The bug fix that almost cost LinkedIn millions
Lessons on drilling deep into data, navigating a crisis and proactive collaboration
Context
Small changes can have a big impact. This is the story of how the LinkedIn Ads team faced a sudden decline in revenue on one of their most profitable ad slots. This post will take you through the investigative process, the discovery of the underlying issue, and the challenging decision the team ultimately had to make.
Crisis
In 2013, I was the lead PM for the LinkedIn Ads team. These ads are the small text ads that you still see around LinkedIn today. An ad slot, located at the top of the LinkedIn profile page (see example below), generated around $20M in revenue annually and contributed to ~25% of the total revenue for the LinkedIn Ads product. One day, we observed a 40% lower click-through rate (CTR) on this ad slot, which threatened a $8M loss per year.
Problem
Once we confirmed the issue wasn't an anomaly, the cross-functional LinkedIn Ads team began investigating potential causes. We examined various factors such as geo, region, ad formats, and seasonality but found no insights. We also involved the ads recommendation engineering team to understand if any changes were made to the algorithms which would have lowered ad quality but found no significant issues.

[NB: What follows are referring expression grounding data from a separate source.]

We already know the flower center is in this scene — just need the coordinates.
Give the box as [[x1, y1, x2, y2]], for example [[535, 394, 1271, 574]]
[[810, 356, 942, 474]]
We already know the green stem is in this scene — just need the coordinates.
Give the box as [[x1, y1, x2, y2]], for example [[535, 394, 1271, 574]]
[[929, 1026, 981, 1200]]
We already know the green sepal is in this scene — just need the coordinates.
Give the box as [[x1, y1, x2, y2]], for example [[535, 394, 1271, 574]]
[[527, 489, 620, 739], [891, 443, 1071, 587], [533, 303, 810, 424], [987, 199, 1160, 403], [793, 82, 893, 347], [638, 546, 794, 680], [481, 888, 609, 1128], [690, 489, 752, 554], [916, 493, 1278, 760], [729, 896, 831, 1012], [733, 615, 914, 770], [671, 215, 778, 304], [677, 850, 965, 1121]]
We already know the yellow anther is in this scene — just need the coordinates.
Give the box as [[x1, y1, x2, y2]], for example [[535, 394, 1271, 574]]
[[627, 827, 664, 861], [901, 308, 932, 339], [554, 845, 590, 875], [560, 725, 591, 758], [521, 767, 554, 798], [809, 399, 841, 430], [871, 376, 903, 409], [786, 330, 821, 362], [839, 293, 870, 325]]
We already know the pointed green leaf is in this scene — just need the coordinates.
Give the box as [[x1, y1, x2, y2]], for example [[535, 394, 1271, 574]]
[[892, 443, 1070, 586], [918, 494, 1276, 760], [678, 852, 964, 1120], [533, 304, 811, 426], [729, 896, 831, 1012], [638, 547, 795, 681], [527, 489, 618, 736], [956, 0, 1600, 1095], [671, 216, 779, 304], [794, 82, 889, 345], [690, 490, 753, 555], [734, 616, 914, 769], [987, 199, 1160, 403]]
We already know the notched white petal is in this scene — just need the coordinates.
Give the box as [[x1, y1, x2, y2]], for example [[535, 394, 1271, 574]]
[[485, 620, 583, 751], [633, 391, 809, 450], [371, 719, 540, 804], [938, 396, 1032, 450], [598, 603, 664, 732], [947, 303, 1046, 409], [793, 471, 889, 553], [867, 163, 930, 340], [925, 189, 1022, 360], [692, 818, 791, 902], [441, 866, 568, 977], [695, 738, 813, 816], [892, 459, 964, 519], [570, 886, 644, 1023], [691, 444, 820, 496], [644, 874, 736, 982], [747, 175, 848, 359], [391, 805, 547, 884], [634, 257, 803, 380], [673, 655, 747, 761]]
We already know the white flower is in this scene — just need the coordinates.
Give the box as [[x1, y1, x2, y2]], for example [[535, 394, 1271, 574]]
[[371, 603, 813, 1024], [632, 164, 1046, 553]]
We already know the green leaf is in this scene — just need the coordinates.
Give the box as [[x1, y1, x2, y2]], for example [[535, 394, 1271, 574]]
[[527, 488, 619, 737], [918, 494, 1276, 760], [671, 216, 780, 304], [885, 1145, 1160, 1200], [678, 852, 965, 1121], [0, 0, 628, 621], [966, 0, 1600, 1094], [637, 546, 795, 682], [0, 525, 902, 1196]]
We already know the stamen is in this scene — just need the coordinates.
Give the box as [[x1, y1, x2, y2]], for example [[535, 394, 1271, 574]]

A week into the crisis, the team still hadn't identified the cause of the problem. My manager (Gyanda) and skip (David) were asked to give daily updates to our CEO (Jeff). We held daily meetings with cross-functional leaders from both the Ads and Profile teams to brainstorm and test hypotheses. Eventually, Josh Clemm on the profile team hypothesized that the ad CTR was affected by the browser used. He then confirmed it by checking in by running IE on a Windows machine. We confirmed that the majority of the drop came from Internet Explorer (IE) users, who also tended to click on those ads more often, making the problem worse (see sample data below)
Compromise
After finding the culprit, the team rolled back all the changes on the profile page but still couldn't fix the specific issue. They then rolled back the changes of the global navigation team, whose shared code affected the area of the page in question. This rollback revealed that the global nav team had fixed a bug for users of the affected browser, which had originally added 15 pixels of extra padding from the top of the nav to the LinkedIn ad. We realized that someone months prior wrote the code that had a syntax error only on IE. And IE handled that by adding a new line. Fixing the bug made the experience consistent with other browsers, but it also made the ad less visible, resulting in fewer clicks.
Dilemma
The team encountered a challenging dilemma - should they fix the bug to ensure a uniform user experience across all browsers or maintain the status quo to secure revenue generation? They meticulously evaluated the advantages and disadvantages of each choice, taking into account both customer satisfaction and the company's financial health. In the end, the team reached a compromise, opting to keep the padding slightly higher for all browsers, resulting in a more consistent user experience without sacrificing the $8M in annual revenue.
Learnings
Emphasize collaboration: The daily meetings with cross-functional leaders helped identify and resolve the issue quickly.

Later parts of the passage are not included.